Les violences politiques ont atteint un niveau alarmant au Yémen sur fond de mécontentement politique et social des sudistes et de résurgence de la rébellion dans le nord, suscitant des interrogations dans le pays sur la capacité du gouvernement d'y faire face.

Une embuscade mardi dans le sud, attribuée à des sudistes, a été la dernière manifestation de ces violences qui secouent un pays où s'activent aussi des combattants d'Al-Qaeda et des rebelles chiites dans le nord.

Dans les seules provinces du sud, ces violences, sur fond de remise en cause de l'unification de cette partie du pays avec le nord en 1990, ont fait au moins 43 victimes entre policiers et civils depuis fin avril.

Les parlementaires, alarmés par la montée des violences, ont demandé des explications aux responsables du maintien de l'ordre lors d'une session houleuse lundi pendant laquelle les accusations ont fusé. Le premier de ces responsables, le vice-Premier ministre aux Affaires de la défense et de la sécurité, Rached Mohammed al-Alimi, a reconnu devant les élus que le pays faisait face à un «triple défi: Al-Qaeda, les rebelles chiites et les activistes sudistes».

Le ministre de l'Intérieur, Motahar Rachad al-Masri, durement critiqué par les députés du pouvoir comme ceux de l'opposition, n'a pu fournir d'explication claire sur le sort de cinq Allemands et un Britannique pris en otage en juin dans le nord, sinon que «l'enquête continue et que l'affaire est mystérieuse».

Les six captifs font partie d'un groupe de neuf personnes enlevés dans la région de Saada, coeur de la rébellion chiite. Les cadavres des trois autres, deux Allemandes et une Sud-Coréenne, avaient été ensuite retrouvés.

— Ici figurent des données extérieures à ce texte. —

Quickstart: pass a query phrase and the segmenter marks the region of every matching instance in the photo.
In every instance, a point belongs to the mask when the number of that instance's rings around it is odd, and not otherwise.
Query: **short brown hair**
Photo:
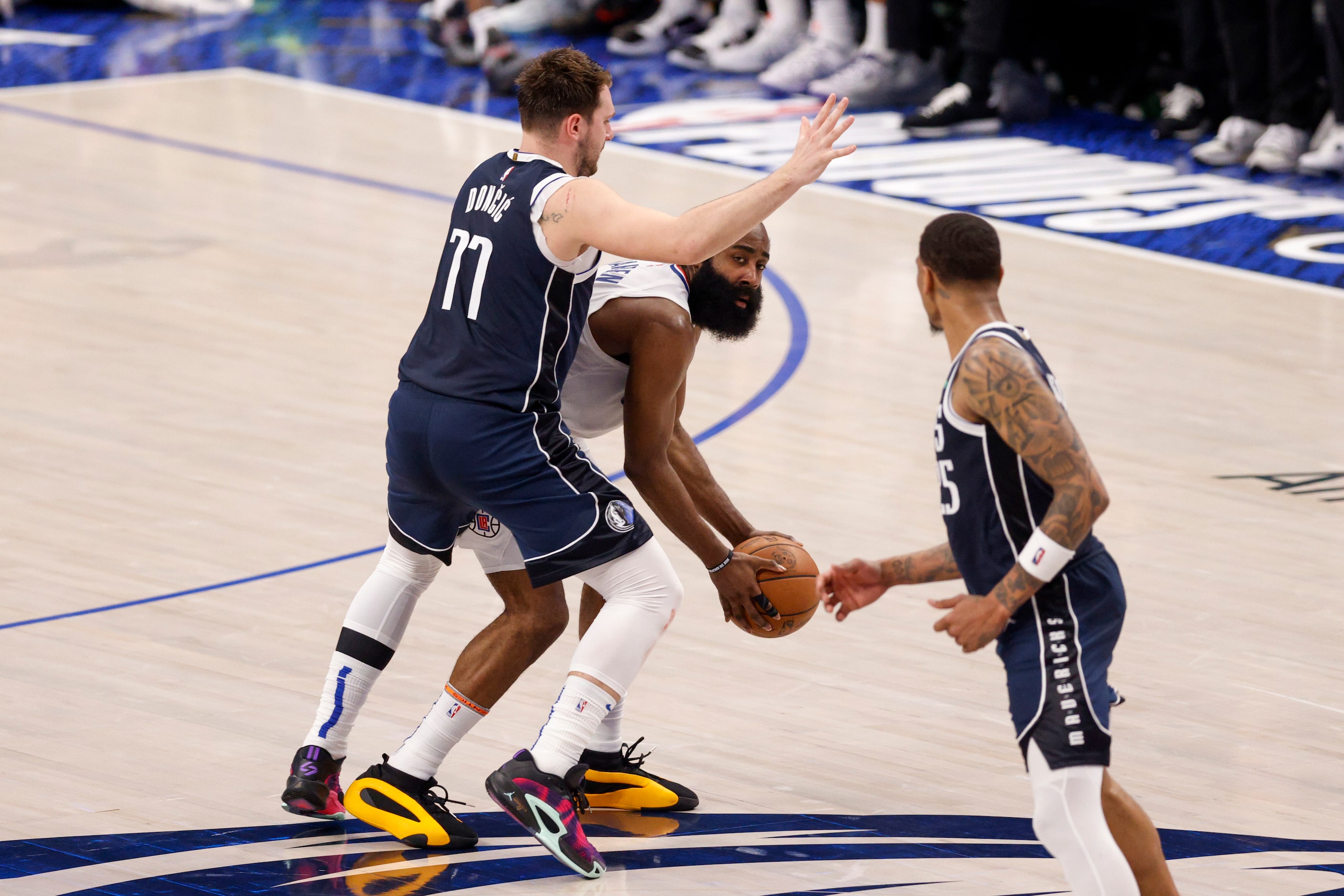
[[[919,235],[919,261],[945,283],[999,279],[999,231],[966,212],[939,215]]]
[[[574,47],[548,50],[519,73],[517,114],[523,130],[550,130],[578,113],[587,118],[612,86],[612,74]]]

Dans le nord, la rébellion chiite zaïdite a lancé il y a quatre jours une série d'attaques sans précédent ces derniers mois, tuant sept militaires. Les affrontements entre les rebelles conduits par Abdel Malek al-Houti et les forces de l'ordre ont fait des milliers de morts depuis 2004 mais se sont relativement calmés ces derniers mois.

Le zaïdisme est une branche du chiisme, dont la plupart des adeptes résident au Yémen où ils sont minoritaires dans un pays à majorité sunnite. Les rebelles rejettent le régime actuel et appellent au rétablissement de l'imamat zaïdite, renversé par un coup d'Etat militaire en 1962.

Dans le sud, les habitants estiment être discriminés par des nordistes et ne pas bénéficier d'une aide économique suffisante. Des députés de tous bords se sont inquiétés de la réponse uniquement sécuritaire apportée par les autorités et notamment les socialistes qui étaient au pouvoir dans le sud avant l'unification. «Le problème est politique et ne peut être réglé par la réponse sécuritaire. Il trouve ses origines dans la guerre de 1994 qui a eu pour conséquence de marginaliser et d'exclure les sudistes», a martelé Aidarous Al-Naqib, le chef du groupe socialiste au Parlement.

Le député faisait référence à une tentative de sécession du sud qui avait été écrasée dans le sang par les troupes nordistes. Les membres du gouvernement ont reproché aux députés de traîner des pieds pour adopter une loi antiterroriste et une loi sur le contrôle des armes, largement répandues parmi les civils.

Dans le climat d'insécurité qui fait dire à certains Yéménites que leur pays commence à ressembler à l'Irak, le risque d'une alliance d'Al-Qaeda avec les activistes sudistes est souvent évoqué. Le réseau terroriste a apporté son soutien aux sudistes et l'un des jihadistes, Tarek al-Fadhli, les a ralliés, organisant une manifestation le 23 juillet où seize personnes ont été tuées et 30 autres blessées dans des accrochages entre ses partisans et la police.